Lactose and fructose are naturally occurring sugars found in milk and fruit. They are NOT considered to be added sugars.

Some foods that are generally thought to be healthy often contain hefty amounts of added sugars such as tomato sauce, salad dressing, granola bars, yogurt, wheat bread, and nut butter.

What are the consequences of too much sugar?

Consuming too much sugar leads to a multitude of health problems such as:

  • Tooth decay
  • Type 2 diabetes
  • Obesity
  • Heart disease
  • High triglyceride levels
  • High levels of LDL (“bad cholesterol”)
  • Low levels of HDL (“good cholesterol”)

How much added sugar is too much?

According to the American Heart Association, men should not consume more than 9 teaspoons (or 150 calories) of added sugars per day. For women, no more than 6 teaspoons (or 100 calories) of added sugars per day.

For reference, there are four calories in one gram of sugar. So, if a product contains 15 grams of sugar in one serving, that equals 60 calories from sugar. Take into consideration that a 12-ounce can of soda contains 8 teaspoons of sugar (or more) and absolutely zero nutrition. Label reading is very important!

Speaking of reading labels, know that sugar is disguised as many different names on ingredient lists. Examples include: brown sugar, brown rice syrup, high-fructose corn syrup, confectioner’s sugar, dextrose, fructose, honey, invert sugar, lactose, malt syrup, maple syrup, molasses, nectars, sucrose, and granulated sugar. This is not an exhaustive list!

How to cut back on sugar

Research suggests that sugar is as addictive as drugs such as cocaine. Breaking bad habits starts with small steps. Here are some tips for reducing sugar:

  • Substitute water or other unsweetened drinks for soda and other sweetened beverages
  • Low-fat milk and occasional use of 100% fruit juice can help meet goals for dairy and fruit intake
  • Choose naturally sweetened fruit for dessert cravings
  • Think of sweet desserts like cookies, cake, ice cream as an occasional treat and choose small portions
  • Look for packaged foods such as unsweetened applesauce or plain yogurt that contain no added sugars

What about artificial sweeteners?

Artificial sweeteners do not add any calories, making them popular among diabetics and dieters. Artificial sweeteners are okay to use in moderation but should not replace healthy food/drink choices.

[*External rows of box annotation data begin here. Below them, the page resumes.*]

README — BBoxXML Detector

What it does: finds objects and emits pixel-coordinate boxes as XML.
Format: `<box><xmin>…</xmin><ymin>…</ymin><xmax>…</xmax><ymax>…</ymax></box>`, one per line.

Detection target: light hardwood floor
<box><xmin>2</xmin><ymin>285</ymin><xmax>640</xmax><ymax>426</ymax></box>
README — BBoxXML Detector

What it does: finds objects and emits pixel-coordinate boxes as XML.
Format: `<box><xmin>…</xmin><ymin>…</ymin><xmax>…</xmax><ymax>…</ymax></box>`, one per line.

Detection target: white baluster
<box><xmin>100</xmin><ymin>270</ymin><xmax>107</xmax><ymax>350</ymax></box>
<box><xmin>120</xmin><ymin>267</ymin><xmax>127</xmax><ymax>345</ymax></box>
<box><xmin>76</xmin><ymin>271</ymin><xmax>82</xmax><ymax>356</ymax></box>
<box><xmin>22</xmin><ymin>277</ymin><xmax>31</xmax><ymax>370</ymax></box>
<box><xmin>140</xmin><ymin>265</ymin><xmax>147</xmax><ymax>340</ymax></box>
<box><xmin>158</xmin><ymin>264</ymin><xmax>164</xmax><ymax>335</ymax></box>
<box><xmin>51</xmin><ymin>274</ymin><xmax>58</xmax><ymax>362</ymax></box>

Sugar substitutes increase cravings for more sweet and sugary foods. They also alter gut bacteria and increase fat storage. The jury is still out regarding whether or not aspartame (Equal) causes cancer in humans. However, there have been studies on rats in the past which suggest that high-doses of aspartame caused certain types of blood-related cancers.

Occasional use of artificial sweeteners is probably okay. However, people should not consume them excessively.

We could all be more mindful of how much sugar we are consuming. Cutting back gradually and finding healthier alternatives to sugar is one more step towards better health!

Do you have a sugar addiction? How will you try to break the habit? Let me know in the comments!

Disclaimer: Information contained in this post should not be substituted for medical advice. Therefore, if you think you are having a problem, contact your own provider who knows your health history.